M. le ministre croit peut-être qu'il donne la lune à ces jeunes, alors qu'il verse 170 $ par mois. Il y a là à peine les petites dépenses de fin de semaine d'un mois courant et peut-être un seul vêtement de temps à autre. Si ces jeunes ont la chance d'obtenir un emploi temporaire, ils penseront à l'achat d'une automobile, car ces jeunes vivent dans l'espoir, mais à quel prix. Il y a le cours de conduite obligatoire, le permis de conduire, l'achat de l'auto qui demandera beaucoup de réparations, les plaques d'immatriculation, les assurances, sans compter l'essence et le reste. Que reste-t-il à ces jeunes qui ne peuvent pas tous compter sur leurs parents? Il y a 40 000 de ces jeunes.

M. le ministre, dans la réforme de l'aide sociale quand il est question d'abolir l'aide sociale pour les jeunes de 18 à 25 ans, cela signifie-t-il que vous n'avez plus besoin du vote de ces jeunes pour gagner vos prochaines élections? Si oui, vous avez du travail à temps plein!

Est-ce nécessaire de rappeler que, même de nos jours, il y a encore des familles de quatre à sept enfants qui, même avec un revenu modeste, ne seront pas en mesure de répondre favorablement aux besoins de leurs jeunes de 18 ans et plus, et encore moins quand ils ne seront plus que deux?

M. le ministre, pourquoi les assistés sociaux, les gens à faible revenu doivent-ils déployer tant d'efforts pour n'obtenir que des miettes de l'ordre de 4, 5 %, alors que, pour vous du gouvernement, il devenait urgent de vous accorder des augmentations de 21 % avant même la période des fêtes? (15 h 30)
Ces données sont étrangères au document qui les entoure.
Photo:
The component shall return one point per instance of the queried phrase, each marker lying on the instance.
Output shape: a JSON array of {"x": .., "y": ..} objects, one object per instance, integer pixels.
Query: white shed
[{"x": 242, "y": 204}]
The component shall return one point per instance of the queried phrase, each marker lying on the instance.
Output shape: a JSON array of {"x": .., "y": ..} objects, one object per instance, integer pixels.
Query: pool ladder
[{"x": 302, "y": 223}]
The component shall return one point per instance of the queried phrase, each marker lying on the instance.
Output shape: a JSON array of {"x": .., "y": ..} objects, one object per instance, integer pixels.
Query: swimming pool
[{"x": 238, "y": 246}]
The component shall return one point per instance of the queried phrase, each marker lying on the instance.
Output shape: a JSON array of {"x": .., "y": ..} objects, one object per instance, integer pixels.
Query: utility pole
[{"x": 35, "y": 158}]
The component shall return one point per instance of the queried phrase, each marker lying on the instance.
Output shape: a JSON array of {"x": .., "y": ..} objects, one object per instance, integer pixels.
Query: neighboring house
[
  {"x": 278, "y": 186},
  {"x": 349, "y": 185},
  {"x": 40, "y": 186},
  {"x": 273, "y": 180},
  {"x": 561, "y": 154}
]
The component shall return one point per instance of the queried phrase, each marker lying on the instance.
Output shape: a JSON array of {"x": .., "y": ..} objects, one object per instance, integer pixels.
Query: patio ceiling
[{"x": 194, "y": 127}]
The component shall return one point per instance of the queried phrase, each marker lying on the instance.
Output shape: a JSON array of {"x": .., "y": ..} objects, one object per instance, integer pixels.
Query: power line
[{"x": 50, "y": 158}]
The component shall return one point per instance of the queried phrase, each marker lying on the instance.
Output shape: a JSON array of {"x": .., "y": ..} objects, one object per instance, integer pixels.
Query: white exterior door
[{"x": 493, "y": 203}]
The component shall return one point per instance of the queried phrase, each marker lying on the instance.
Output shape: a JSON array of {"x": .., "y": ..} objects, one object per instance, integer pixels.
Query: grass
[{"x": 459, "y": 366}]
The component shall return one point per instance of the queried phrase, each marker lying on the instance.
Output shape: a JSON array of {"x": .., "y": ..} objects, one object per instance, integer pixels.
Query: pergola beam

Nous vous recommandons: la reconnaissance du travail de la femme au foyer; le libre choix du travail à l'extérieur du foyer; l'augmentation des barèmes de l'aide sociale pour les femmes ayant plus de deux enfants, y compris l'allocation scolaire; la reconnaissance que les assistés sociaux ont déjà été des travailleurs et qu'ils le sont encore; des emplois plus décents pour vivre dans la dignité simplement et humainement; le minimum vital à 70 % du seuil de la pauvreté; des gains permis jusqu'au seuil de la pauvreté sans impôt; les revenus basés sur l'individu avec ou sans enfant à charge; l'augmentation du salaire minimum; la parité aux jeunes de moins de 30 ans; l'émission des chèques aux 15 jours; la reconnaissance que les assistés sociaux ont déjà été des travailleurs et qu'ils ont le droit d'avoir des acquis autant que les chômeurs. Merci.

Le Président (M. Laporte): Nous tenons à vous remercier pour votre présentation.

Nous passons maintenant à la période de questions. J'aimerais préciser, pour le bénéfice des membres de la commission, l'expérience qui a été vécue ces dernières semaines. S'il y avait possibilité, pour le bon déroulement de la commission, pour une bonne partie, de faire les adresses de la fin à l'intérieur de l'enveloppe de temps qui vous est impartie, cela faciliterait les travaux et aiderait les membres de la commission à respecter l'horaire que nous avons.

M. le ministre.

M. Paradis (Brome-Missisquoi): Oui. nous avons pris note de vos remarques, M. le Président.

Dans un premier temps, vous me permettrez de remercier le regroupement pour la qualité de son mémoire. Mme la députée de Maisonneuve a indiqué que vous étiez le soixante neuvième groupe, cela n'enlève rien a la qualité des arguments que vous avez avancés, et par écrit et verbalement. La commission parlementaire débute une nouvelle semaine d'auditions II es! toujours à propos de rappeler quelle est cette fameuse clientèle que l'on retrouve à l'aide sociale ou que l'on retrouvait, si on utilise le dénombrement de mars 1987.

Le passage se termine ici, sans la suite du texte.